Twelve wires, each having resistance \( 2 \, \Omega \), are joined to form a cube. A battery of \( 6 \, \text{V} \) emf is joined across points \( a \) and \( c \). The voltage difference between \( e \) and \( f \) is ______ \( \text{V} \).
Analyze the Symmetry of the Cube: By symmetry, the current through the branches \( e-b \) and \( g-d \) is zero, as these branches are equidistant from points \( a \) and \( c \). Thus, we can ignore these branches in our analysis.
Determine the Equivalent Resistance of the Cube: After ignoring the branches \( e-b \) and \( g-d \), the remaining network of resistances can be simplified. The equivalent resistance \( R_{\text{eq}} \) between points \( a \) and \( c \) is: \[ R_{\text{eq}} = \frac{3}{2} \, \Omega \]
Calculate the Current Through the Battery: The total current \( I \) supplied by the battery with emf \( 6 \, \text{V} \) is: \[ I = \frac{V}{R_{\text{eq}}} = \frac{6}{\frac{3}{2}} = 4 \, \text{A} \]
Determine the Current Through Each Branch: Due to the symmetry of the cube, the current divides equally among the paths.
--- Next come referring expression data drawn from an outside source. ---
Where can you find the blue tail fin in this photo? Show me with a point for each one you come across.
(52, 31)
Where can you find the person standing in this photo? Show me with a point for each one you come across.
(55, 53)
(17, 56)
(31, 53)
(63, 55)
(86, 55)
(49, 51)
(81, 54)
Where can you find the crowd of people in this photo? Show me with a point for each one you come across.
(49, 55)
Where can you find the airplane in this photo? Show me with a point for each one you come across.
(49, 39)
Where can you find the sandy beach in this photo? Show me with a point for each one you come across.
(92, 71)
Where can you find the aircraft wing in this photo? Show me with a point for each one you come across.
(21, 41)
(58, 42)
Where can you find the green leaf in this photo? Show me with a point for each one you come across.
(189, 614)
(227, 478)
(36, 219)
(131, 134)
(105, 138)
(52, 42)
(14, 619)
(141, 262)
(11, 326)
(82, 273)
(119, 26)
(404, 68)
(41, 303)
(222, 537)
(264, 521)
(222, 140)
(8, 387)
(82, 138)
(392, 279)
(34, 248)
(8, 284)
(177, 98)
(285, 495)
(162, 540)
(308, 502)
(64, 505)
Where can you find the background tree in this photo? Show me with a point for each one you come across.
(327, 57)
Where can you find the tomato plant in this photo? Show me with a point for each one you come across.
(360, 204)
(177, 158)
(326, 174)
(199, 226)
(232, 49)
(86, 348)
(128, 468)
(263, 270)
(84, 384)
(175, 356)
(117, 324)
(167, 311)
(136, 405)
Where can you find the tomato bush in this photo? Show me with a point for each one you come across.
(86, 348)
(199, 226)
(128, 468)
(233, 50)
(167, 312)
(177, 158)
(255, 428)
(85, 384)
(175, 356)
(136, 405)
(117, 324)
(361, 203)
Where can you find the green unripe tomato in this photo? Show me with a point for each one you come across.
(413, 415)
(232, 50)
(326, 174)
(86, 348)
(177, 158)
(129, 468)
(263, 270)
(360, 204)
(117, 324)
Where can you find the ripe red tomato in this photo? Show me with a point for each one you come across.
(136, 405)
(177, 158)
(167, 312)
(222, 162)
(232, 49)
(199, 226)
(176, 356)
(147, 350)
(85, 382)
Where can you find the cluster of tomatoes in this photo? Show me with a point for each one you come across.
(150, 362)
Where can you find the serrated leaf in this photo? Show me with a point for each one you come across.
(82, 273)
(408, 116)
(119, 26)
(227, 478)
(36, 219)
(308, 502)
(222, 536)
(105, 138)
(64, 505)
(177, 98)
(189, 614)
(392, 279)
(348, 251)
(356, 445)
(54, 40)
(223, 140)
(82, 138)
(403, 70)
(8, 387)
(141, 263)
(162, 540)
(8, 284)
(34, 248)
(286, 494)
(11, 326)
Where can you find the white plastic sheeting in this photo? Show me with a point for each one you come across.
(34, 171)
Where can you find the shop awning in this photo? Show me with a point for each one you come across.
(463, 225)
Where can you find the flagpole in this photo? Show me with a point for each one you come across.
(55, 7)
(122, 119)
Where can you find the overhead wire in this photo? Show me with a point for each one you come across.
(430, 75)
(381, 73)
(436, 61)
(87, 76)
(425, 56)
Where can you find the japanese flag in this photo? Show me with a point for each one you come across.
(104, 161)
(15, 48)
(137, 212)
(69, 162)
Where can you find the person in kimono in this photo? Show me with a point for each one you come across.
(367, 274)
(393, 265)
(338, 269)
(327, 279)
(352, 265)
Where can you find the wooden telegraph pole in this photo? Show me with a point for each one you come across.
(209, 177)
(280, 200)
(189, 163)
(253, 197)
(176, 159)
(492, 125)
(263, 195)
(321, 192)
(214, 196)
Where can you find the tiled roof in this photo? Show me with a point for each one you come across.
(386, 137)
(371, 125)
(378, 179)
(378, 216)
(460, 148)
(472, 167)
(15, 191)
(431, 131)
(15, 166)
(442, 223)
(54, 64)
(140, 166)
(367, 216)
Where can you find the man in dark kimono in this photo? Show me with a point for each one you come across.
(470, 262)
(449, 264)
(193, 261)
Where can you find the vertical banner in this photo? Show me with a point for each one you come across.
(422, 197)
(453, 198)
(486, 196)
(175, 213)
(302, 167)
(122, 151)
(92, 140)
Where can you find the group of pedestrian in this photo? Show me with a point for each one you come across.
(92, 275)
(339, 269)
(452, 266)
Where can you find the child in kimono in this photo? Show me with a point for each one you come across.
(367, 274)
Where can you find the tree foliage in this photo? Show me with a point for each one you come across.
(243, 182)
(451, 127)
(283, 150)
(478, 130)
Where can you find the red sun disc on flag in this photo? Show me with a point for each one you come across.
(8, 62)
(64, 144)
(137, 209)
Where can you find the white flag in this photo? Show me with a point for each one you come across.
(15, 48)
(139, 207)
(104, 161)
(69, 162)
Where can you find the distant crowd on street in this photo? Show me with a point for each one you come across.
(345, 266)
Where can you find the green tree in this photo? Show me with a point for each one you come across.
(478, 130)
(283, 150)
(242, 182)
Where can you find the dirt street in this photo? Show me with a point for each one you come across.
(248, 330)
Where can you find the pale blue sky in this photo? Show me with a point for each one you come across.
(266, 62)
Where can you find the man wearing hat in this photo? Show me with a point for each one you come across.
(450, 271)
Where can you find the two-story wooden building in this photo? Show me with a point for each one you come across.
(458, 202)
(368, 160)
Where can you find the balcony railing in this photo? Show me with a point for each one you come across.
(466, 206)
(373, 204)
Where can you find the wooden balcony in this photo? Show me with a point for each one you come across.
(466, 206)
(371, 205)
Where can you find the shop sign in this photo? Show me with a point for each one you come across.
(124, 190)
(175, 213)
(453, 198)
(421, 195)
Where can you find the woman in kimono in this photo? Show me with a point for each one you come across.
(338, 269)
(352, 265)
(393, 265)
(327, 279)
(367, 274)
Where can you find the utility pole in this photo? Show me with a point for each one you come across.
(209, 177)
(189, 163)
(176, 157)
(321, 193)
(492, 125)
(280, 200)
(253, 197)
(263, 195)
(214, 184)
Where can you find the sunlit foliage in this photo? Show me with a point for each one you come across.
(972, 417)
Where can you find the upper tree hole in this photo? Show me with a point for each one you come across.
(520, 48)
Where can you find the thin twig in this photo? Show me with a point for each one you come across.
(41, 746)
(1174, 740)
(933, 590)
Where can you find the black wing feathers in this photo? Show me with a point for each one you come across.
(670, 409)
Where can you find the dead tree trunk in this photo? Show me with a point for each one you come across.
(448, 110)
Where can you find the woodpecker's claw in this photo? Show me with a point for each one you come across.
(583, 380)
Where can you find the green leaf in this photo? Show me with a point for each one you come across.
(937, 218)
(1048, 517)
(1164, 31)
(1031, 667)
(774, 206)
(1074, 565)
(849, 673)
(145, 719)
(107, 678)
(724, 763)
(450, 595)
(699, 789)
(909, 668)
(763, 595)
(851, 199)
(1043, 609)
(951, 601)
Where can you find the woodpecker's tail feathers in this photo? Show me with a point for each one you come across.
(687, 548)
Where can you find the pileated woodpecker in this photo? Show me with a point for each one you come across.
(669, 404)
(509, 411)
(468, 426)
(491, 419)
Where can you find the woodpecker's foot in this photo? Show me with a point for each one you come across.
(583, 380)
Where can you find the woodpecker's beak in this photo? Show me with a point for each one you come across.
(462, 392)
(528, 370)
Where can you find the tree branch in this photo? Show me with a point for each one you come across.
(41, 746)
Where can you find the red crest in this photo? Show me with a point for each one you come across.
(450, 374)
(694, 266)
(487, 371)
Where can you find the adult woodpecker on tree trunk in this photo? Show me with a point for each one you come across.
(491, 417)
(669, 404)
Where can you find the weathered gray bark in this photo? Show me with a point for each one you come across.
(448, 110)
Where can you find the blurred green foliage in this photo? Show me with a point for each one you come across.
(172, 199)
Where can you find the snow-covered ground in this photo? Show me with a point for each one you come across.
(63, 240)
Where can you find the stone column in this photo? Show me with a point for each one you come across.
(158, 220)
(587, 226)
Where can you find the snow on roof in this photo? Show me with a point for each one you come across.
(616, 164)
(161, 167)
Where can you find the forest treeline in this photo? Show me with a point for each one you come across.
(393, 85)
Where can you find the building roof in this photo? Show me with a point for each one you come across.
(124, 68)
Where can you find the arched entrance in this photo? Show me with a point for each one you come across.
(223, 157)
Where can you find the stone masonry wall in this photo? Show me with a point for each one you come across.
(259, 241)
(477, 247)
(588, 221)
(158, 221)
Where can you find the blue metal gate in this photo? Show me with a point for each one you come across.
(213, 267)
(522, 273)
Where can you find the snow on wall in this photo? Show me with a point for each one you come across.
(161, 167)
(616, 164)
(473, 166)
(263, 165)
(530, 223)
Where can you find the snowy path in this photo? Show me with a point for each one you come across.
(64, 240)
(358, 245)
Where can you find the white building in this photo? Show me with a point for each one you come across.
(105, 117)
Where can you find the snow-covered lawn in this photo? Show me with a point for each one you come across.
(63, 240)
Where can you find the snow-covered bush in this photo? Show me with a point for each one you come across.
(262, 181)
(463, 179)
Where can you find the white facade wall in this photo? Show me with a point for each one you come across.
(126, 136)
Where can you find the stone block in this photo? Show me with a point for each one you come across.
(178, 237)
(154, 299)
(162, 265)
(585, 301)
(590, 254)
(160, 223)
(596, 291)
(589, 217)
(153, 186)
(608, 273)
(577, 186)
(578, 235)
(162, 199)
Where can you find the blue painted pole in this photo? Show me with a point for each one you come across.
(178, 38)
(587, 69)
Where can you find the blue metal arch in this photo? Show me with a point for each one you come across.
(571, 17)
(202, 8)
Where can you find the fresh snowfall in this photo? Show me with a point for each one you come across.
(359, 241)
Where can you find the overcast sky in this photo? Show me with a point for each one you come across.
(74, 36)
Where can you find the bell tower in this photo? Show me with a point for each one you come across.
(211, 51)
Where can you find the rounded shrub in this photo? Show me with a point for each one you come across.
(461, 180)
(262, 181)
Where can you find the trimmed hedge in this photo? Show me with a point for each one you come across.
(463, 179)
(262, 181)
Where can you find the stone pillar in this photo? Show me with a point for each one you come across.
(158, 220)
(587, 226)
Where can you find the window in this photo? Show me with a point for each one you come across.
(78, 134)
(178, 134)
The current \( i_2 \) through each resistor in the branches involving \( e \) and \( f \) is: \[ i_2 = \frac{4}{8} \times 2 = 1 \, \text{A} \]
Calculate the Voltage Difference Between Points \( e \) and \( f \): The voltage difference \( \Delta V \) between points \( e \) and \( f \) across a single \( 2 \, \Omega \) resistor is: \[ \Delta V = i_2 \times R = 1 \times 1 = 1 \, \text{V} \]
Conclusion: The voltage difference between \( e \) and \( f \) is \( 1 \, \text{V} \).